A Scorpion, a gun, a weapon that hurts both the wearer and their environment, the tool dances on the verge of its function, desperate to strike.

 

 

Eve Lipkin

Eve Lipkin’s work explores themes of memory, familiarity, and sentimental connection, often through traditionally female mediums. Her practice incorporates a wide range of craft techniques, including sewing, embroidery, mending, crochet, printmaking, screen printing, and collage. Through these methods, she draws attention to the overlooked and unseen, emphasizing small details that might otherwise go unnoticed. Lipkin investigates the role of female identity within her practice by engaging with historically feminine forms of making—mediums that have frequently been dismissed as mere “craft.” By placing these processes at the center of her work, she challenges conventional boundaries and repositions them within the fields of Design and Fine Art.

This project explores the role of women’s unseen labor in the domestic setting through the lens of textiles. Using embroidery and traditional craft, the artist examines how women have historically used domestic objects and routines to protest, to confide, to adorn, and to express thoughts they often feel unable to articulate aloud. The dining table—ritualistic and shared, yet prepared by one—serves as a powerful metaphor for this invisible labor. Her work interrogates the distinction between expected labor and a labor of love, questioning how society values care, time, and emotional work.

 

Lexiong Ying

Lexiong Ying’s creative process is grounded in observation, emotional sensitivity, and psychological inquiry. Drawing from lived experiences, intimate encounters, and reflective analysis, Lexiong’s practice explores both personal and collective motivations. Recurring themes include emotional instability, internal conflict, spiritual resonance, non-normative lifestyles, and the evolving relationship between humans and their environments.

Through metaphor, irony, and symbol-laden imagery, Lexiong reveals latent tensions embedded in the seemingly mundane.
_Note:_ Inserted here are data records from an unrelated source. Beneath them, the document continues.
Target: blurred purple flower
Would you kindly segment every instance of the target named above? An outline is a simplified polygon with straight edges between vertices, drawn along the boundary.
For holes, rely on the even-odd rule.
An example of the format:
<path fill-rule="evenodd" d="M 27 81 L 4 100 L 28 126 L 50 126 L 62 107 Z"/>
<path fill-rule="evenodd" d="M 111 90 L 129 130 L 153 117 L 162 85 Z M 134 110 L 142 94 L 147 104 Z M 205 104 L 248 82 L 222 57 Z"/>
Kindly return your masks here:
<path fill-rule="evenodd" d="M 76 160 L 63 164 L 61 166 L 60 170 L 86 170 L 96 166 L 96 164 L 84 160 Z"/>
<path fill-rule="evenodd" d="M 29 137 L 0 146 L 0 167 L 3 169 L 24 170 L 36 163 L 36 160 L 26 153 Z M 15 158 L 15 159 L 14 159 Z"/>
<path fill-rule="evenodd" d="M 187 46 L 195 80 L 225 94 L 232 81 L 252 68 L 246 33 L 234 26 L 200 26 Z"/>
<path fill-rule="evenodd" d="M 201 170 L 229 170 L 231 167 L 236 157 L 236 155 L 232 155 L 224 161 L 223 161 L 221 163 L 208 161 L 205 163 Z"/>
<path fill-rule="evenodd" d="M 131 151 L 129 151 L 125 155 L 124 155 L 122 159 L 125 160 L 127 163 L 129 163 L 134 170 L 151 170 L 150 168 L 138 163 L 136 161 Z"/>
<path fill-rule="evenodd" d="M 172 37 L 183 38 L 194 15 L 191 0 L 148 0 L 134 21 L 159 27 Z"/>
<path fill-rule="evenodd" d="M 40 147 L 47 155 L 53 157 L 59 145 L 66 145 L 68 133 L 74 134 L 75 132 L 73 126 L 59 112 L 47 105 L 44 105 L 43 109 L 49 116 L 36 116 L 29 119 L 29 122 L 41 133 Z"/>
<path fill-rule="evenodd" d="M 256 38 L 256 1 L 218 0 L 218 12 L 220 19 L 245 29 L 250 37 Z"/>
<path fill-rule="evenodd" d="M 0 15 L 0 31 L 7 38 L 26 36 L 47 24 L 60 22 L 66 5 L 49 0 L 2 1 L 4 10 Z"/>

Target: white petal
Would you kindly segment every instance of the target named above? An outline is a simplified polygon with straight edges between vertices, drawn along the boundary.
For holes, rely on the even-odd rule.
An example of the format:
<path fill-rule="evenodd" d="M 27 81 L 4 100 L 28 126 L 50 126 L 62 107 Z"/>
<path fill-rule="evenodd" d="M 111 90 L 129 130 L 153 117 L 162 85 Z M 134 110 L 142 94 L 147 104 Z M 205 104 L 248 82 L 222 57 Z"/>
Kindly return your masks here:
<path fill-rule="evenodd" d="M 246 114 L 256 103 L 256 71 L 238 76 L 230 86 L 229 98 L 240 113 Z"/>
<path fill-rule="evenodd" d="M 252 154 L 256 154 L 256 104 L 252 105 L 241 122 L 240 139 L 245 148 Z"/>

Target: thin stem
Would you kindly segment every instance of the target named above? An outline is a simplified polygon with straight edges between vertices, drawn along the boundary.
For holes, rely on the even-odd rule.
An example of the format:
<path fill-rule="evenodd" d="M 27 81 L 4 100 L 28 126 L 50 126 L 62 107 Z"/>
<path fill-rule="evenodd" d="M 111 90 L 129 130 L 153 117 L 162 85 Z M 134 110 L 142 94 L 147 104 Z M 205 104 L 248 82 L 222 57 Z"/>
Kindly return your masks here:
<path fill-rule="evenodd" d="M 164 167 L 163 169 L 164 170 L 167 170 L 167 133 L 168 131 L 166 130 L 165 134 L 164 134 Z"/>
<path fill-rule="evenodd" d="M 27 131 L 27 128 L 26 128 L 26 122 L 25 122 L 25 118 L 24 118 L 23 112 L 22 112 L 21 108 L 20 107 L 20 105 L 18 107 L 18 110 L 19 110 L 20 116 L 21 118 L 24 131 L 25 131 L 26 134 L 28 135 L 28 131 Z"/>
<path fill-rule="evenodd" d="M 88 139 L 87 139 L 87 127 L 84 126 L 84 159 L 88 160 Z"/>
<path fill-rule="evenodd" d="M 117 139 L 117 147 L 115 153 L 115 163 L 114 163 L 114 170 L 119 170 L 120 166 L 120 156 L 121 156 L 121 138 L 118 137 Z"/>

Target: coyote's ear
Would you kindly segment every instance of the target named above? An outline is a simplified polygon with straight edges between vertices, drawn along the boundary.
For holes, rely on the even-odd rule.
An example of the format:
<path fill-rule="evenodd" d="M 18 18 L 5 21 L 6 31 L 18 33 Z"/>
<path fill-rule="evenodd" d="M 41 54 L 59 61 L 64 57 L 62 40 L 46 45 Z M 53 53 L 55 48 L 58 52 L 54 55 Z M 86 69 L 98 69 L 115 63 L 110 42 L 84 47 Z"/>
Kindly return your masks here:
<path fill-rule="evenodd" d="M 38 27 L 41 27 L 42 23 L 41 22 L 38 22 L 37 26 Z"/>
Working across a diverse range of media—including but not limited to 3D-printed forms, experimental photography, video, and mixed media—Lexiong selects materials and processes in direct response to the conceptual needs of each piece. The work seeks to resonate with the emotional and philosophical core of contemporary life, inviting viewers to engage through their own perspectives and, in doing so, to enrich the shared experience.

 How Do You Verify That You Are You?

The Möbius strip serves as a central metaphor for this project. Appearing to have an inside and an outside, a top and a bottom, it is in fact a single continuous surface—a unity of opposites. This structure symbolises the illusion of separation, reflecting how seemingly distinct elements can form an inseparable whole.

Such duality echoes our current relationship with technology, especially the systems of authentication and verification. Technology was once intended to simplify life, yet it increasingly complicates it. Verification methods, meant to protect digital assets, now burden users with convoluted steps and endlessly growing password demands. In response, many choose to weaken their security for the sake of convenience. This tension—between safety and usability—is itself a kind of Möbius.

Plastic Human Relations

Technology has streamlined aspects of daily life, but it has also reshaped human behaviour in profound ways. Social media, as one of the most transformative innovations of the digital age, raises a critical question: does it truly bring people closer, or merely simulate connection while deepening distance or even inciting conflict?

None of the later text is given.